As autoridades dos Estados Unidos decidiram que um funcionário brasileiro implicado na detenção do ex-deputado Alexandre Ramagem (PL-RJ) deve deixar o território americano. Essa informação foi anunciada nesta segunda-feira (20) pelo Escritório para Assuntos do Hemisfério Ocidental.
O governo dos EUA, sem revelar identidades, declarou em suas redes sociais que um representante brasileiro tentou “evitar pedidos formais de extradição” com a intenção de realizar “perseguições políticas” no solo norte-americano.
“Nenhum estrangeiro deve usar nosso sistema de imigração para ignorar solicitações formais de extradição e propagar perseguições políticas nos Estados Unidos. Hoje, solicitamos que o delegado brasileiro envolvido deixe o país por ter tentado fazer isso”, informou o comunicado oficial.
Alexandre Ramagem foi preso no dia 13 de abril, em Orlando, Flórida, pelo Immigration and Customs Enforcement. A Polícia Federal revelou que a detenção ocorreu por questões migratórias e que ele foi levado a um centro de detenção, sendo libertado dois dias depois.
Após sua soltura, Ramagem compartilhou um vídeo nas redes sociais agradecendo à liderança do governo de Donald Trump pela liberação. Ele afirmou que a soltura foi realizada administrativamente e não exigiu decisão judicial ou pagamento de fiança.
“Quero expressar minha gratidão ao governo dos Estados Unidos, à alta administração da Trump”, declarou ele.
Informações do ICE indicam que Ramagem poderá permanecer livre nos Estados Unidos enquanto aguarda a análise de seu pedido de asilo. Simultaneamente, as autoridades brasileiras estão elaborando um relatório com documentos e informações para tentar acelerar a deportação do ex-deputado.

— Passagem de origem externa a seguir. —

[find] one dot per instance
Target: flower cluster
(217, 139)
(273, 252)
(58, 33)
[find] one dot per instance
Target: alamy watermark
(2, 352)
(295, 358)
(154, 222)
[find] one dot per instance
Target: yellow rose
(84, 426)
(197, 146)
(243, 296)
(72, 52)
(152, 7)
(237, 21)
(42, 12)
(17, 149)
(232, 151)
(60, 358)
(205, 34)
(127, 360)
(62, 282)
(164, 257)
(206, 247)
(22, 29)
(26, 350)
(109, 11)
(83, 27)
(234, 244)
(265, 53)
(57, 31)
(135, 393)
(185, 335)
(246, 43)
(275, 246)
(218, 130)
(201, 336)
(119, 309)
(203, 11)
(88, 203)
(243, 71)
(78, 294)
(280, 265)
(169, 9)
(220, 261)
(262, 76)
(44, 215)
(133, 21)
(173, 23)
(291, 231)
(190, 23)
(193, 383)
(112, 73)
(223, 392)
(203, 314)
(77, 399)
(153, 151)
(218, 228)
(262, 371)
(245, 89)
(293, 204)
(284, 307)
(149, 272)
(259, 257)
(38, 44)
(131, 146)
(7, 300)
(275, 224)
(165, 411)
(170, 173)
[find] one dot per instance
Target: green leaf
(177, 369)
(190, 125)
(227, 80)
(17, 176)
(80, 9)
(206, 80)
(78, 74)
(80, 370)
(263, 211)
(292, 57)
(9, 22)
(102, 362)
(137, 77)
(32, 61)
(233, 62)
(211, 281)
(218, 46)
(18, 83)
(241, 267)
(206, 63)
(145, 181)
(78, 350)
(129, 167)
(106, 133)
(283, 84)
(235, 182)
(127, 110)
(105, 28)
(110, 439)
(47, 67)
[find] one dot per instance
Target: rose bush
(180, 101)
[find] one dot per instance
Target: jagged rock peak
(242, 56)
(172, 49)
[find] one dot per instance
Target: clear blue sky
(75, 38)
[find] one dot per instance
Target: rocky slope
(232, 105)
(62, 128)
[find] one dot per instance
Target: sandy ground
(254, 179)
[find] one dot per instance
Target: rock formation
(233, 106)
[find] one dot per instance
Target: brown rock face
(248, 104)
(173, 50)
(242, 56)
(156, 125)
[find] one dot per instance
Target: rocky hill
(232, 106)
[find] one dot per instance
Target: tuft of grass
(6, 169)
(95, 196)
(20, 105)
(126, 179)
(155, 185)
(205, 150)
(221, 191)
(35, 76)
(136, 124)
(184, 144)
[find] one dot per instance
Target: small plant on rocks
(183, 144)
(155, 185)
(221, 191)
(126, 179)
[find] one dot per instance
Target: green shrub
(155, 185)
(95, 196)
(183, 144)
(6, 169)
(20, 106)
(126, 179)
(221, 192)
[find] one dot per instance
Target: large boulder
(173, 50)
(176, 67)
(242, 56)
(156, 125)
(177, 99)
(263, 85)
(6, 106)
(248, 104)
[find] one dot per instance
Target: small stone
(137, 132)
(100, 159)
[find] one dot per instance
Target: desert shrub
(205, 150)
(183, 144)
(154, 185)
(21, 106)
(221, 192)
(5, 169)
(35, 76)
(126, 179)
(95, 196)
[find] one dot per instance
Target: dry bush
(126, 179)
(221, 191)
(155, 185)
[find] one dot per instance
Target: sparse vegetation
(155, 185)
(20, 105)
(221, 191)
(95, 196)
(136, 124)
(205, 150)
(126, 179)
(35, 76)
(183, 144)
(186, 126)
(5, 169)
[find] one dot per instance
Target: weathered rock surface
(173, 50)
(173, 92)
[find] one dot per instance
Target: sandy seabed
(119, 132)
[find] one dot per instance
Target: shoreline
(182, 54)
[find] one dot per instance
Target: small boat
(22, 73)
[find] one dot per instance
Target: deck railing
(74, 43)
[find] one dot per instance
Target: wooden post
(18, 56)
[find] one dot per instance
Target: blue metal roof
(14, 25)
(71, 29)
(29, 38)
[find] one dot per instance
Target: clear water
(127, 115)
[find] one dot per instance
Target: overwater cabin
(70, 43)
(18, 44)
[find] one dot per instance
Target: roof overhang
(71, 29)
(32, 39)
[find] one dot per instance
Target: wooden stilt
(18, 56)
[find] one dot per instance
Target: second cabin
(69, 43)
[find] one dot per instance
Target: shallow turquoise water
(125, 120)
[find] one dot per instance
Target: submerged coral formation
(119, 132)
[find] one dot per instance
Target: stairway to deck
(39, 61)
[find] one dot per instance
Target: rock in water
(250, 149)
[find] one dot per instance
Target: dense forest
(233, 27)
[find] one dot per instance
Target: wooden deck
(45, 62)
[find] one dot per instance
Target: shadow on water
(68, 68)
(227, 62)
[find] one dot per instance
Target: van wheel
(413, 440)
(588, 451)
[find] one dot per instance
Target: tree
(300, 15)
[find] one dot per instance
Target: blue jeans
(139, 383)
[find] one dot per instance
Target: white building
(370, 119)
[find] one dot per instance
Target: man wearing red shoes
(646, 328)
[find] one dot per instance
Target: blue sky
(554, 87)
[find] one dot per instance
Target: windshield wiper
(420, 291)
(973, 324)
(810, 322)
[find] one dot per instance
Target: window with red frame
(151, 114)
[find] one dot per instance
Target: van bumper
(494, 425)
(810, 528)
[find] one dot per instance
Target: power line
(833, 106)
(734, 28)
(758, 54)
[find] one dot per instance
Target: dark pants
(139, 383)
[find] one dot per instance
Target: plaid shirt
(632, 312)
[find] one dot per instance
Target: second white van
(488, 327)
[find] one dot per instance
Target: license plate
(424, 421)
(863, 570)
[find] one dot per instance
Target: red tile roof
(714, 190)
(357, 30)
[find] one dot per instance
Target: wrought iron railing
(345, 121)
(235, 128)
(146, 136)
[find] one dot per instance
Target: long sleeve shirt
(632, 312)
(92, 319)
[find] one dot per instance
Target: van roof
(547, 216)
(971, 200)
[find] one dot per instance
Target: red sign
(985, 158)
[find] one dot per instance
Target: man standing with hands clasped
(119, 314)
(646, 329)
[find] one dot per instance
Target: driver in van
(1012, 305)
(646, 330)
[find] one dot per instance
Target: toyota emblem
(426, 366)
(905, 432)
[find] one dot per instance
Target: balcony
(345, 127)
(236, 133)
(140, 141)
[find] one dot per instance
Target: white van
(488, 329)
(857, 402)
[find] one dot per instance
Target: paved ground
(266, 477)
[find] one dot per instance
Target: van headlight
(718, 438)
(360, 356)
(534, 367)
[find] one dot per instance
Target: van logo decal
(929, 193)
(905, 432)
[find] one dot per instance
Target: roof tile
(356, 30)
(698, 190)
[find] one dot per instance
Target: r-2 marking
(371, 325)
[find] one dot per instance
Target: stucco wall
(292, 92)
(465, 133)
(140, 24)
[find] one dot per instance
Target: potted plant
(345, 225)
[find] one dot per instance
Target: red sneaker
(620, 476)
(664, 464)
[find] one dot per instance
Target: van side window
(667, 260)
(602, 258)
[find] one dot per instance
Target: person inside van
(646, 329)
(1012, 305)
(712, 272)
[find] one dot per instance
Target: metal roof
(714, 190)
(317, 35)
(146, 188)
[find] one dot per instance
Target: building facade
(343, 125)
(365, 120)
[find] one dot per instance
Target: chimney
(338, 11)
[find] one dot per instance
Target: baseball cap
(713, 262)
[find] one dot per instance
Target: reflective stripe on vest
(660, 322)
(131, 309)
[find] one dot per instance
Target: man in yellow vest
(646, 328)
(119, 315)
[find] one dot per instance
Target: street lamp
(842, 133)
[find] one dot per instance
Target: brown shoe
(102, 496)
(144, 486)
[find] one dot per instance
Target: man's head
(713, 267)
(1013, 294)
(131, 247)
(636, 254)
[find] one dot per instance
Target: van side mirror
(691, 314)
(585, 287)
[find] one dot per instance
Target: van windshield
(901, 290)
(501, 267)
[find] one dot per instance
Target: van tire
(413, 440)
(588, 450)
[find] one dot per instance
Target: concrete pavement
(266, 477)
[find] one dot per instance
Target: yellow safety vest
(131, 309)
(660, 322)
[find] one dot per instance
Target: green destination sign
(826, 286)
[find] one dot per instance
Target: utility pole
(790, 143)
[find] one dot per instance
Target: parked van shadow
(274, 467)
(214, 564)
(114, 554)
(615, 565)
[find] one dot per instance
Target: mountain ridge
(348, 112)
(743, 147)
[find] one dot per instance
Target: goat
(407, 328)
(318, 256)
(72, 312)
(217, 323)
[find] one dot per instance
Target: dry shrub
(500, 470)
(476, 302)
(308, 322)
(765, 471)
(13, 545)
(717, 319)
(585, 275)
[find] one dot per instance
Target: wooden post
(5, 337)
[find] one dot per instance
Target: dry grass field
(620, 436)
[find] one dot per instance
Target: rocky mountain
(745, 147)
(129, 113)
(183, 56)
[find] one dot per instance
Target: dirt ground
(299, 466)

Ramagem deixou o Brasil em 2025 após ser condenado pelo Supremo Tribunal Federal a uma pena de 16 anos por tentativa de golpe de Estado. Ele é acusado de fazer parte do núcleo responsável pela articulação para manter o ex-presidente Jair Bolsonaro no poder.
Conforme investigações conduzidas pela Polícia Federal, Ramagem teria deixado o país clandestinamente antes da finalização do julgamento. Relatos sugerem que ele atravessou a fronteira entre Roraima e Guiana antes de se dirigir aos Estados Unidos.
Em janeiro deste ano, o Ministério da Justiça notificou ao STF que havia encaminhado ao governo dos EUA um pedido formal de extradição do ex-deputado. A Embaixada Brasileira em Washington enviou os documentos necessários ao Departamento de Estado em 30 de dezembro de 2025.